# Question: Given a pretrained model, how small can we make the file that stores the model weights?

## Let's calculate what our theorectical lower limit. We can do this with a simple calculation:

$$ \text{min file size} = \text{num of model params} * \text{size per param} $$

In [1]:
import torchvision.models as models
import torch
import numpy as np

In [2]:
model = models.vgg16(pretrained=True)

In [3]:
# http://pytorch.org/docs/master/tensors.html
PRECISION = {
    str(torch.FloatTensor): 32,
    str(torch.DoubleTensor): 64,
    str(torch.HalfTensor): 16,
    str(torch.ByteTensor): 8,
    str(torch.CharTensor): 8,
    str(torch.ShortTensor): 16,
    str(torch.IntTensor): 32,
    str(torch.LongTensor): 64,
}
BITS_PER_BYTE = 8

def get_param_count(model):
    num_model_params = 0
    for p in model.parameters():
        num_model_params += p.numel()
    return num_model_params

def get_param_precision(model):
    tensor_type = type(model.parameters().next().data)
    return PRECISION[str(tensor_type)]

def get_min_file_size(model):
    num_model_params = get_param_count(model)
    size_per_param = get_param_precision(model) / BITS_PER_BYTE
    return num_model_params * size_per_param

min_file_size = get_min_file_size(model)
print 'min file size = {:,} bytes '.format(min_file_size)

min file size = 553,430,176 bytes 


## So our lower limit is ~553 MB. 

## How close is this calculation to the value we see when using `torch.save`?

In [4]:
import os

In [6]:
def get_actual_file_size(model):
    file_name = 'model.pt'
    torch.save(model, file_name)
    return os.path.getsize(file_name)

actual_file_size = get_actual_file_size(model)
print 'actual file size = {:,}'.format(actual_file_size)
print 'difference = {:.2}%'.format(abs(min_file_size - actual_file_size) / float(min_file_size))

actual file size = 553,458,637
difference = 5.1e-05%


## The actual file size is ~= the lower limit...is this a fluke?

In [9]:
# WARNING: This will take awhile to run especially if it is your first 
# using one of the pretrained models; pytorch needs to download the weights 
# if they do not already exist locally.

excluded = [models.ResNet, models.VGG, 
            models.DenseNet, models.AlexNet, 
            models.SqueezeNet, models.Inception3]
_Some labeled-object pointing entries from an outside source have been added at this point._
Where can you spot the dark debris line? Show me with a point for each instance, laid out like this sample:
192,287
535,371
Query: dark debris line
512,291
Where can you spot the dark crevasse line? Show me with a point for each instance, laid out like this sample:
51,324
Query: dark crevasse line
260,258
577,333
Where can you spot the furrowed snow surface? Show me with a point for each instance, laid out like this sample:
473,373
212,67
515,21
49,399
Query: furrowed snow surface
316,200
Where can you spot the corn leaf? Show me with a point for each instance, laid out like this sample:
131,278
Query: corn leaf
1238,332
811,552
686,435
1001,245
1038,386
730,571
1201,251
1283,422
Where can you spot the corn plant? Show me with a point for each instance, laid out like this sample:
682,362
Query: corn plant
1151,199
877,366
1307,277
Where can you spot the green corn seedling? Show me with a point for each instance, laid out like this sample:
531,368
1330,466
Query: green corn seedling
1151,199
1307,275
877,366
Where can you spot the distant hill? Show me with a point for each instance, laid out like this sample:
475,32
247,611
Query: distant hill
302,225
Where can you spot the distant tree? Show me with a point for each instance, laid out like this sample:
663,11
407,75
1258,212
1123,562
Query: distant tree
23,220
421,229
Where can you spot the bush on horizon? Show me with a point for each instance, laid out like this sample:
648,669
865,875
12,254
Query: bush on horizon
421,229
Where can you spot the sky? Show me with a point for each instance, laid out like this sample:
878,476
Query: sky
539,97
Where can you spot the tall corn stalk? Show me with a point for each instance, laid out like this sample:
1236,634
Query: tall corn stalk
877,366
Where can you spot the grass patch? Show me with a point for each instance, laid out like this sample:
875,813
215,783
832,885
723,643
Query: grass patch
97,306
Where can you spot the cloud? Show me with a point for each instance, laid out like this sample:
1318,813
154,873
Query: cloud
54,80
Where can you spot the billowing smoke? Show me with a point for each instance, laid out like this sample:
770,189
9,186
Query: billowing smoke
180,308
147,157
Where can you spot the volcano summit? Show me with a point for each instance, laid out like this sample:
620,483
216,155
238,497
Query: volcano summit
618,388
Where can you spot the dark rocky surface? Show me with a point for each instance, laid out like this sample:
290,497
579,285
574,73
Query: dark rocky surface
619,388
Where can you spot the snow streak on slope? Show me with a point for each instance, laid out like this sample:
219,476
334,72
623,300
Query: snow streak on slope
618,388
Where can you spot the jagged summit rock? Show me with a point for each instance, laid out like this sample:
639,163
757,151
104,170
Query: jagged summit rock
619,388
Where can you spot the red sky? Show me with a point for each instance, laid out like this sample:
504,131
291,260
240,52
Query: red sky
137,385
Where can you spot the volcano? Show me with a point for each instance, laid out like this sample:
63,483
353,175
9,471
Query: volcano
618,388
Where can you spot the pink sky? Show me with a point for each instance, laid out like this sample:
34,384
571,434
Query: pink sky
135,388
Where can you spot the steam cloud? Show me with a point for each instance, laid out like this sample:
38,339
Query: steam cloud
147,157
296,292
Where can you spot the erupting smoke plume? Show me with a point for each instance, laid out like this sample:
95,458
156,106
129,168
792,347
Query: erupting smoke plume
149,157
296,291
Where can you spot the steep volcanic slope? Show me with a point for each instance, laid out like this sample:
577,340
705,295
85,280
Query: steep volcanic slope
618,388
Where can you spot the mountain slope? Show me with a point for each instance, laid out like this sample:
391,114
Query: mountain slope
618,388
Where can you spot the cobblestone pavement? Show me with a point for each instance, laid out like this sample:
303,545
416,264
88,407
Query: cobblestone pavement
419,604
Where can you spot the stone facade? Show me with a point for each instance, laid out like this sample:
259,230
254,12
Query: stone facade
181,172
# https://stackoverflow.com/questions/21885814/how-to-iterate-through-a-modules-functions
max_diff = None
for _, method in models.__dict__.iteritems():
    # Is it a pretrained model?
    if callable(method) and method not in excluded:
        model = method(pretrained=True)
        diff = abs(get_min_file_size(model) - get_actual_file_size(model)) / float(min_file_size)
        max_diff = max(diff, max_diff)
        
print 'max difference = {:.2}%'.format(max_diff)

Downloading: "https://download.pytorch.org/models/inception_v3_google-1a9a5a14.pth" to /Users/jkarimi91/.torch/models/inception_v3_google-1a9a5a14.pth
100.0%
Downloading: "https://download.pytorch.org/models/vgg13-c768596a.pth" to /Users/jkarimi91/.torch/models/vgg13-c768596a.pth
100.0%
Downloading: "https://download.pytorch.org/models/densenet201-c1103571.pth" to /Users/jkarimi91/.torch/models/densenet201-c1103571.pth
100.0%
Downloading: "https://download.pytorch.org/models/vgg11-bbd30ac9.pth" to /Users/jkarimi91/.torch/models/vgg11-bbd30ac9.pth
100.0%
Downloading: "https://download.pytorch.org/models/resnet101-5d3b4d8f.pth" to /Users/jkarimi91/.torch/models/resnet101-5d3b4d8f.pth
100.0%
Downloading: "https://download.pytorch.org/models/squeezenet1_0-a815701f.pth" to /Users/jkarimi91/.torch/models/squeezenet1_0-a815701f.pth
100.0%
Downloading: "https://download.pytorch.org/models/squeezenet1_1-f364aa15.pth" to /Users/jkarimi91/.torch/models/squeezenet1_1-f364aa15.pth
100.0%
Downloadin

max difference = 0.0021%


## Nope, `torch.save` really is optimal!

## So what does this tell us i.e. what is the answer to our original question?

# Answer: Our file sizes are already optimal. In order to further reduce the file size, we would have to use lower precsision weights or a smaller model altogether.